And here, Kilgore offers a short summary of the above.

“Climate Change is Real” One Republican Says

Michael Bloomberg is one of the few known-to-be-a-Republican big names who has squarely talked about climate change and the dangers we are facing.  On Sunday, another Republican, well known, added his voice.  Henry Paulson, Secretary of Treasury when the economy went to hell, and now chair of the Paulson Institute at the University of Chicago, is unambiguous:

THERE is a time for weighing evidence and a time for acting. And if there’s one thing I’ve learned throughout my work in finance, government and conservation, it is to act before problems become too big to manage.

For too many years, we failed to rein in the excesses building up in the nation’s financial markets. When the credit bubble burst in 2008, the damage was devastating. Millions suffered. Many still do.

We’re making the same mistake today withclimate change. We’re staring down a climate bubble that poses enormous risks to both our environment and economy. The warning signs are clear and growing more urgent as the risks go unchecked.

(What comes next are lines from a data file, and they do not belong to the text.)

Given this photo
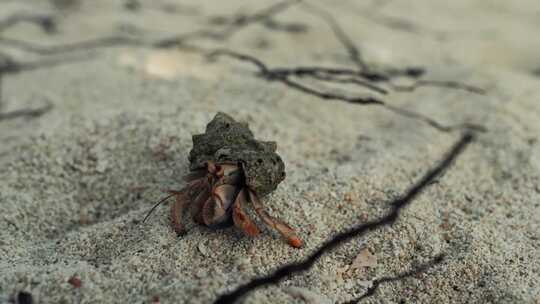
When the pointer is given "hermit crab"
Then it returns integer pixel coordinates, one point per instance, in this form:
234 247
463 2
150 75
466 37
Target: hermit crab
229 171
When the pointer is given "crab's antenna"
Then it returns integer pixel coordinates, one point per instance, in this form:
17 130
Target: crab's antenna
157 204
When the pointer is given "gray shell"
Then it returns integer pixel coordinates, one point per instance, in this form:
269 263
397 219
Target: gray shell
228 140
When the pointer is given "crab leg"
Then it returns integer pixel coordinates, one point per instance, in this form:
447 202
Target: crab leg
215 210
285 230
240 218
198 204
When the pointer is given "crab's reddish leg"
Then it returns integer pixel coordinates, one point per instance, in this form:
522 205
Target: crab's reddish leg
241 219
215 210
285 230
198 204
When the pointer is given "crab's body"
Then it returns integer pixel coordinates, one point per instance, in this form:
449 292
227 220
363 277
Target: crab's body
229 170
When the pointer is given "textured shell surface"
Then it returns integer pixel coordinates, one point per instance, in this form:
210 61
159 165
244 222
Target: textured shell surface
228 140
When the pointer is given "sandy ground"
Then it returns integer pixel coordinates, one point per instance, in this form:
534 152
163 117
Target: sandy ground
76 182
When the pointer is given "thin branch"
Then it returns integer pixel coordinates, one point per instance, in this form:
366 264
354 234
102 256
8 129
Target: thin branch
357 231
45 22
343 38
283 75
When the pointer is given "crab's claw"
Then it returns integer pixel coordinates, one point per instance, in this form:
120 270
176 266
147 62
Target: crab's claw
285 230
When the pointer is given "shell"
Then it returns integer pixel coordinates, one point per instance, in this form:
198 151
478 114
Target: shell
228 140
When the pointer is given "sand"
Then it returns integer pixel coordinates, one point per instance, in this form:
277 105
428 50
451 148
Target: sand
76 182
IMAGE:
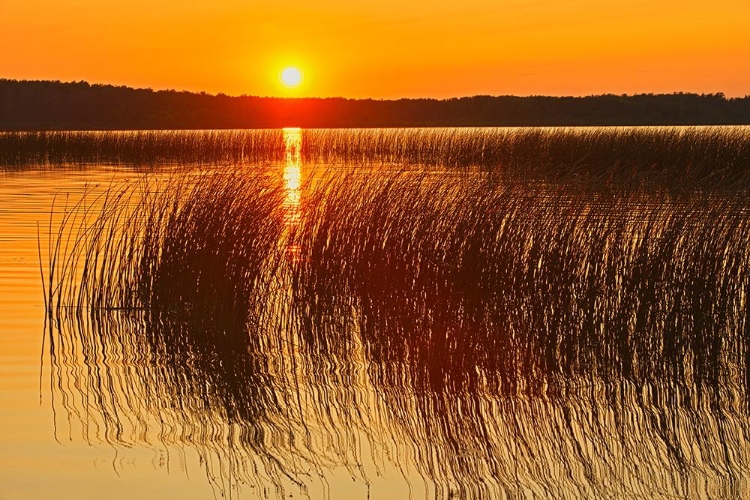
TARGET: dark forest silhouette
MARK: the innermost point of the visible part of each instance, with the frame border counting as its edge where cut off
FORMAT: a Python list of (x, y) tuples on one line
[(44, 105)]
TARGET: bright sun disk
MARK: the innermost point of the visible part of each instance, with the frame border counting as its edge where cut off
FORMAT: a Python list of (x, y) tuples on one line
[(291, 76)]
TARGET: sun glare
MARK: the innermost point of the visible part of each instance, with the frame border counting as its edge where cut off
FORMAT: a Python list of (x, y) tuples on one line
[(291, 76)]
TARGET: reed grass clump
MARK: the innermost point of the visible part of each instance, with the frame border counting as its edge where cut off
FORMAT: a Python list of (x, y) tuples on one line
[(644, 158), (496, 337), (638, 157), (152, 148)]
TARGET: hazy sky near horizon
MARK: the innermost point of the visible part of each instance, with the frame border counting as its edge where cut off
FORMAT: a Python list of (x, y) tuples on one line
[(384, 49)]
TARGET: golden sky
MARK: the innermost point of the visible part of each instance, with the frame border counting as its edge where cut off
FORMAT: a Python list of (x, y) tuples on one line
[(384, 49)]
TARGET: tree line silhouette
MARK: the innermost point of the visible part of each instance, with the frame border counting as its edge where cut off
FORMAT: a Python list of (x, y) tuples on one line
[(55, 105)]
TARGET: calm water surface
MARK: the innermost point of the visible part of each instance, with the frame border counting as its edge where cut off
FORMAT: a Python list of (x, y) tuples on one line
[(593, 349)]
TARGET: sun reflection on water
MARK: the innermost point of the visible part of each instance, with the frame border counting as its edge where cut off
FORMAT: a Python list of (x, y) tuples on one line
[(293, 187)]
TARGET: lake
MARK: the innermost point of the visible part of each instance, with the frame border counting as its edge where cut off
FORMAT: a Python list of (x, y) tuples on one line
[(425, 313)]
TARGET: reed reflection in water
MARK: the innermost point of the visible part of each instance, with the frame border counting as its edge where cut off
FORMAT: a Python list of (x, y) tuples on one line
[(488, 339)]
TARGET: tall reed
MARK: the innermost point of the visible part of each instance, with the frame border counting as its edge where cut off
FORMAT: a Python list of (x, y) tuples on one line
[(495, 337)]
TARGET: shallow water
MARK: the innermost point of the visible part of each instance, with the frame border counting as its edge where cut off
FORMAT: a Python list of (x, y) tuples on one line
[(335, 391)]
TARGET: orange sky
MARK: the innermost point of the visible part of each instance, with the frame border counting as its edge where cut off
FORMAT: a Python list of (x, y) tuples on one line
[(384, 49)]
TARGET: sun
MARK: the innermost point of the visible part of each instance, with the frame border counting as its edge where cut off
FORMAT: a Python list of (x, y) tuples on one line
[(291, 76)]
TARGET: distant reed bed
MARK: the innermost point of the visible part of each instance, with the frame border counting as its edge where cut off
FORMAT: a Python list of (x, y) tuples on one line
[(631, 157), (495, 337), (679, 158), (202, 147)]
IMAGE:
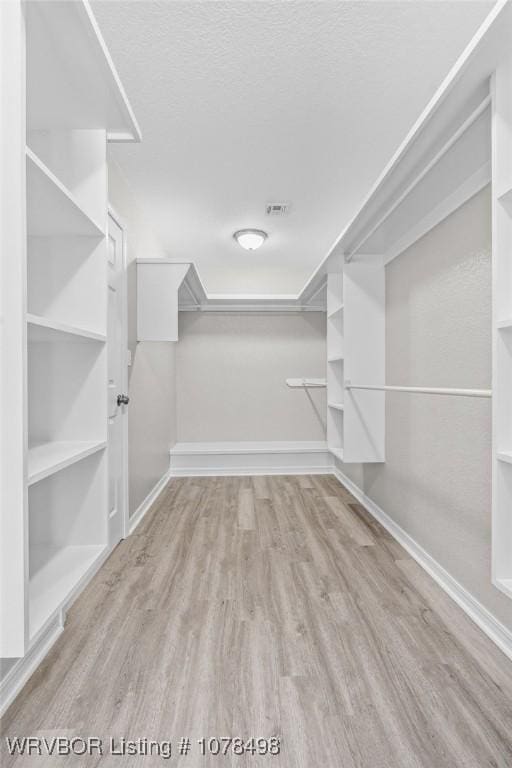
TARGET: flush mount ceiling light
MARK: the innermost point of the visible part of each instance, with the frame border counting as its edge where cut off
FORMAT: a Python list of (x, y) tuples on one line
[(250, 239)]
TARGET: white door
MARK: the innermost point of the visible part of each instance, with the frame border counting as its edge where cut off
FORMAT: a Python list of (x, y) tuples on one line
[(117, 383)]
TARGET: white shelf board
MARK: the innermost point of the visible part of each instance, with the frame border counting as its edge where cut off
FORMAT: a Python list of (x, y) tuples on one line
[(504, 456), (504, 194), (71, 79), (51, 208), (46, 330), (47, 458), (56, 573), (337, 451), (335, 311)]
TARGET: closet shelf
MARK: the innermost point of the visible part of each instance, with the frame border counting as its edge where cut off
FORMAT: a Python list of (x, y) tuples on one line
[(337, 451), (44, 329), (47, 458), (51, 208), (57, 572), (505, 585), (81, 88)]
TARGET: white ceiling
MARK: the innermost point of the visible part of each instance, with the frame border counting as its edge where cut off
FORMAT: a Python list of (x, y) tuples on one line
[(243, 103)]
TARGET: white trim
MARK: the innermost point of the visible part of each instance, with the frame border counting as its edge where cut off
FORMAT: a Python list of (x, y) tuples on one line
[(489, 624), (120, 222), (18, 676), (150, 499), (446, 207), (250, 458), (247, 471)]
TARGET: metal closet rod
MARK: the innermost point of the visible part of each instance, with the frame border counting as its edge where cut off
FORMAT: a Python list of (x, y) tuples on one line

This is a crisis we can’t afford to ignore. I feel as if I’m watching as we fly in slow motion on a collision course toward a giant mountain. We can see the crash coming, and yet we’re sitting on our hands rather than altering course.   Paulson : The Coming Climate Crash

I’m not sure who he means by WE but I’d offer that ‘my friends are sitting on their hands” would be closer to accurate.  There are plenty of US who have been consumed with the problem of too much CO2 and too little action for years, some for decades.  Paulson describes having the dry-heaves from tension during the worst weeks of the financial crisis.  It’s a familiar feeling, Hank — everytime another weather anomaly breaks out, everytime we hear an elected Republican say that climate change is a bogus, lied-up plot by tens of thousands of scientists anxious to curry favor with their funders.  [Who else could dream up such an accusation but those who are fully aware of how such liaisons work?]

And Pauslon has a solution, at least a point of view.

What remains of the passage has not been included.